Был очень жаркий день — августа 1905 года…
«Что-то будет?.. Мамоньки!» — думал Огурцов, покачиваясь.
ГЛАВА ПЯТАЯ
1
Пять месяцев, начиная с февраля, тужился чиновный ум, и вот результат: Булыгинская дума должна быть не законодательным, а лишь совещательным органом в русском правительстве (последнее же слово оставалось по-прежнему за царем). Сергей Яковлевич вчитался в «Учреждение» и развел руками.
— Помилуйте! — разволновался князь. — Гора мышонка родила. К дребезжащей машине русского бюрократизма прибавилось еще одно маховое колесо, но… разве об этом мечтали мы все?
Вскоре прибежал запыхавшийся Чиколини:
— Князь! Вот тут Бабакай Наврузович, по примеру московского «Метрополя», желает сегодня каждому гостю, в честь такого события, налить бесплатно по бокалу шампанского… Как быть, князь?
Глупость мира сего не имела предела.
— Бабакай может налить и бочку даром, но я-то при чем здесь? Я ведь только уренский губернатор, Бруно Иванович, а вы меня все время за кого-то другого принимаете!
Велел отключить телефон, поставил Огурцова на страже дверей. Надо как следует разобраться. В чем суть? Кто получит право голоса? Это ведь главное в кампании предстоящих выборов…
Было намечено все три избирательные курии: 1) землевладельцы и собственники крупных недвижимых имуществ; 2) домовладельцы, предприниматели и фабриканты, а также лица, которые платят в год за квартиру не менее тысячи трехсот двадцати рублей, и 3) крестьяне, владевшие земельным наделом; последние получали право голоса не сами, а лишь от имени волостных сходов…
Да, было над чем задуматься. Сергей Яковлевич испытал вдруг чудовищную неловкость. Ему было стыдно, как бывает стыдно за близкого человека, который возьми да и ляпни в обществе глупость. Князь ведь очень ждал этого момента в русской истории. Казалось, отсюда и начнется новая эра для России — вече, народ, свобода… «Пусть и подерутся, но драться будут разумно — за идею!»

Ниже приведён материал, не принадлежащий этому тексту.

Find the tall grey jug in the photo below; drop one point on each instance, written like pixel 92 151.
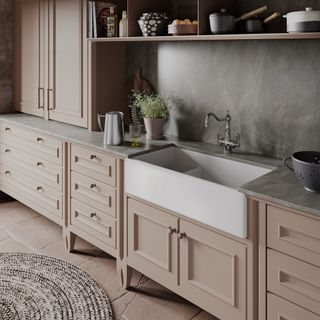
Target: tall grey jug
pixel 113 128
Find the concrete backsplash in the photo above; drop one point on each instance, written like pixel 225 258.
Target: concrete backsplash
pixel 272 89
pixel 5 55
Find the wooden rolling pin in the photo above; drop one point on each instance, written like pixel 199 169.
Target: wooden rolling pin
pixel 253 13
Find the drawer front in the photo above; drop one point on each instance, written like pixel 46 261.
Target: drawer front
pixel 294 280
pixel 294 234
pixel 33 166
pixel 95 165
pixel 94 193
pixel 32 142
pixel 42 195
pixel 279 309
pixel 93 222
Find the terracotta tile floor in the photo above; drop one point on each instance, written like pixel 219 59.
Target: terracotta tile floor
pixel 23 230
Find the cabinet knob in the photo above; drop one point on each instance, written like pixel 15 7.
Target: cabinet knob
pixel 181 235
pixel 171 230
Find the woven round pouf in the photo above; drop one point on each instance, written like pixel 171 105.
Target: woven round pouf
pixel 44 288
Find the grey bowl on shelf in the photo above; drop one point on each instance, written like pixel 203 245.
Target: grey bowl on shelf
pixel 153 24
pixel 306 165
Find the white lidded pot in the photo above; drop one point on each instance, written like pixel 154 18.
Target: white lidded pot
pixel 303 21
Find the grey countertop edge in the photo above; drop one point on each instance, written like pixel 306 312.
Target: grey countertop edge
pixel 277 201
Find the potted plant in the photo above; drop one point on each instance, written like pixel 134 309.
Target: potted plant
pixel 154 110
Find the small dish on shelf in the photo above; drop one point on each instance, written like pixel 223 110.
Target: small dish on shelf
pixel 183 27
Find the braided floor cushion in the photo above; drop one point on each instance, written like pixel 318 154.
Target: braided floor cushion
pixel 43 288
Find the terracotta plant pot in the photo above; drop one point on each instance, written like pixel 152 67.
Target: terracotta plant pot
pixel 154 127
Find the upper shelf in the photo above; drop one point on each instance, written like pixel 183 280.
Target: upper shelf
pixel 225 37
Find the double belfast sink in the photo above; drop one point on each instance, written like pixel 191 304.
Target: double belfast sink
pixel 196 185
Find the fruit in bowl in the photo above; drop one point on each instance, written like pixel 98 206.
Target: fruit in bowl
pixel 153 24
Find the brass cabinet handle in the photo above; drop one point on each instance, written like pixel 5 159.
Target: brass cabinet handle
pixel 40 90
pixel 181 235
pixel 171 230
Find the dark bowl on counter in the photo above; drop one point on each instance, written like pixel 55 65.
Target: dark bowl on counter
pixel 306 165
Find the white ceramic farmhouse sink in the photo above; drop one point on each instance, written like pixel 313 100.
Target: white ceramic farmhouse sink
pixel 200 186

А вместо обещанных марципанов ему подсунули дешевый и скользкий леденчик. Сергей Яковлевич никак не ожидал, что Булыгин и его компания столь нагло отринут от выборов весь рабочий класс. А куда деть русскую интеллигенцию — врачей, педагогов, писателей, — всех тех, кто не может вынуть из кармана тысячу триста двадцать рублей за одну только квартиру?..
— Импотенты! — сказал князь с презрением, и снова раздался звонок. — Огурцов, я кому велел, чтобы телефон отключить?
— Ваше сиятельство, это же из генерал-губернаторства…
Звонил из Тургая чиновник особых поручений генерала Тулумбадзе, спрашивал: «Разрешаете ли вы в Уренске вывешивать флаги?»